The body is unable to defend against such infections and the latter are repeated frequently as no immunization occurs after each infection (DOH 2005). The diseases that infect HIV/AIDS patents frequently are pneumonia and many sexually-transmitted diseases like syphilis, herpes. Chlamydia and gonorrhea among others. Aside from the frequent infection of serious and debilitating diseases, the individual experiences weight loss and wasting away, along with great bouts of diarrhea that make the situation even worse. However, as it was seen in Liz’s case, the infection was not apparent until she had given birth.
Studies say that symptoms appear many years later and the infected individual feels perfectly fine during said period. Once AIDS had set in, that was when the individual would feel the condition (DOH 2005). Giving birth had clearly weakened her body and perhaps accelerated the effects or even magnified them. Also, the symptoms were seen in the baby as shown by incessant crying. Sick Thus this was where Liz’ s statuses and roles began to be superseded by a new status which she herself had not expected would control every facet of her and her daughter’s life.

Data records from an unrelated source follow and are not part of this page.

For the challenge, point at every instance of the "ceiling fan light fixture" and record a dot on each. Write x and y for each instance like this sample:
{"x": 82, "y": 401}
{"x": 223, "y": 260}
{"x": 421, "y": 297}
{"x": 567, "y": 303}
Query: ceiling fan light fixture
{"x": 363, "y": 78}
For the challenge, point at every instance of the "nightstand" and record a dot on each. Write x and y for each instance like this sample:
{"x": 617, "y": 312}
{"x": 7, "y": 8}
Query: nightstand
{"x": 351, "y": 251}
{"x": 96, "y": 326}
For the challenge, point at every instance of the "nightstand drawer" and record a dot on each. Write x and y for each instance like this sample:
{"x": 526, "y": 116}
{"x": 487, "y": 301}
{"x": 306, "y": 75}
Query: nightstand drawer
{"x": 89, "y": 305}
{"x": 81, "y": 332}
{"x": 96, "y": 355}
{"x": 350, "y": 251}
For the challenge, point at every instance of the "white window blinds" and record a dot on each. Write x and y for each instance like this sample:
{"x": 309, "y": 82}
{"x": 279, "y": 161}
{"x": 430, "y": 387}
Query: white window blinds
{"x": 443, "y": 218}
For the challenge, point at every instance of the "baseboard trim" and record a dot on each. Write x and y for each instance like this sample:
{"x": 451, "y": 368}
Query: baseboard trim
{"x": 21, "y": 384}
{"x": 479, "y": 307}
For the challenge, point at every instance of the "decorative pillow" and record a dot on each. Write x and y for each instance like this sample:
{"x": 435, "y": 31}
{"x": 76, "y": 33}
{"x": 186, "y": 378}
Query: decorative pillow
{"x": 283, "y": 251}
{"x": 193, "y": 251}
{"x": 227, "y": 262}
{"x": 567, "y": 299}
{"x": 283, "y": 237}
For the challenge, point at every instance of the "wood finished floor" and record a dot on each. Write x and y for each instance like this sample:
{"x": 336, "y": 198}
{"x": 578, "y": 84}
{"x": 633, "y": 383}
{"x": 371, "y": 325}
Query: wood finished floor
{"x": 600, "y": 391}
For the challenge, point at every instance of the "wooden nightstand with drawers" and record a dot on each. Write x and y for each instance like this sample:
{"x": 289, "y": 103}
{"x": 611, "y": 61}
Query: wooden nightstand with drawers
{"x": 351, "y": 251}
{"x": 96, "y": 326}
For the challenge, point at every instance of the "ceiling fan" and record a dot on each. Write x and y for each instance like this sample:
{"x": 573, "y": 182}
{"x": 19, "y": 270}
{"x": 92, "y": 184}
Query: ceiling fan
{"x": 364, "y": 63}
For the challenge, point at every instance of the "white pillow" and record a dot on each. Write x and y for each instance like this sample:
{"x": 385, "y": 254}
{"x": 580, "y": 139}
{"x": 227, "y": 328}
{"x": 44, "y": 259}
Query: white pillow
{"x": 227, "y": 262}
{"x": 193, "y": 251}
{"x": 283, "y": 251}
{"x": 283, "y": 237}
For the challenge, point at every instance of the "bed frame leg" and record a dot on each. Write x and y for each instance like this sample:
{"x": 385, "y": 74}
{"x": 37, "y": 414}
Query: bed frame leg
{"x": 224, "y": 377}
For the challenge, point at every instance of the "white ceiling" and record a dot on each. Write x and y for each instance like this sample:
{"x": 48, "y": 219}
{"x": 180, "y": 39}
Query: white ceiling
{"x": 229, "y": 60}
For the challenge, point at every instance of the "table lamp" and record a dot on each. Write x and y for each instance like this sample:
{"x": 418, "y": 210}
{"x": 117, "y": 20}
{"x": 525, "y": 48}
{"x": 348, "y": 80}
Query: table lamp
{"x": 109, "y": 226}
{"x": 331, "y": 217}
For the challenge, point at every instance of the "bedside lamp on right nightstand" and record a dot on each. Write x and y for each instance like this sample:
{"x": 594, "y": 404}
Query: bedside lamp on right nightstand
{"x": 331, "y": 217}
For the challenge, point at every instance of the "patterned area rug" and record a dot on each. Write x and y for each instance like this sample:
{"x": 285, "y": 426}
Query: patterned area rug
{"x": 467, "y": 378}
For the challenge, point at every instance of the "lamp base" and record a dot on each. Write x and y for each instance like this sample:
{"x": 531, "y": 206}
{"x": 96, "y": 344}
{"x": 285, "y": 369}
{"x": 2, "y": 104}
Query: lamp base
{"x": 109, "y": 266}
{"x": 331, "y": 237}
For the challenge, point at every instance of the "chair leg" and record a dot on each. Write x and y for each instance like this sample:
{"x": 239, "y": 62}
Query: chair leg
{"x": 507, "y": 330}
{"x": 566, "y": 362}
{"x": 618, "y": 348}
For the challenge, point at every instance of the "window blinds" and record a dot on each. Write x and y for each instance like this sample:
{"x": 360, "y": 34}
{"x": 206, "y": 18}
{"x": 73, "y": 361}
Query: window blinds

Here, we will examine the way HIV/AIDS changed Liz’s perceptions and social functioning. Line 14 of the case shows Liz’s reaction to the report of her daughter’s infection, “My God! I was her Mother! Where else could she have gotten it? ” Initial shock and immediate search for the source of infection were what registered in Liz’s mind upon knowledge of her daughter being HIV positive. This reaction is possibly reflected in society’s own general initial reaction upon finding out a person is infected with the disease.
Shock perhaps because the infected person is still a baby and search for a source so one can become wary and defend herself from said source. Once a person is sick, medication or some form of cure is sought. Luckily for Liz and Kia, treatment of HIV/AIDs has improved in this modern age and because of this, they stand better chances of living for an extended length of time. The location in which they live in also provides them access to the said medication, unlike other African women who reside in areas difficult to live in and bring drugs to.
However, this does not entirely mean that some form of medication will even be sought. Many factors affect the availability, access and willingness to take HIV/AIDS medication (Anderson 2004), which will be discussed in later sections. Stigma The next sentence in the case sums up the most oppressive layer of finding out that one is infected, “I saw our lives coming to a shameful end. ” How come this was the conclusion and the vision that Liz had perceived? What has society done to others with HIV/AIDS so that Kia may arrive at this conclusion for herself and her daughter?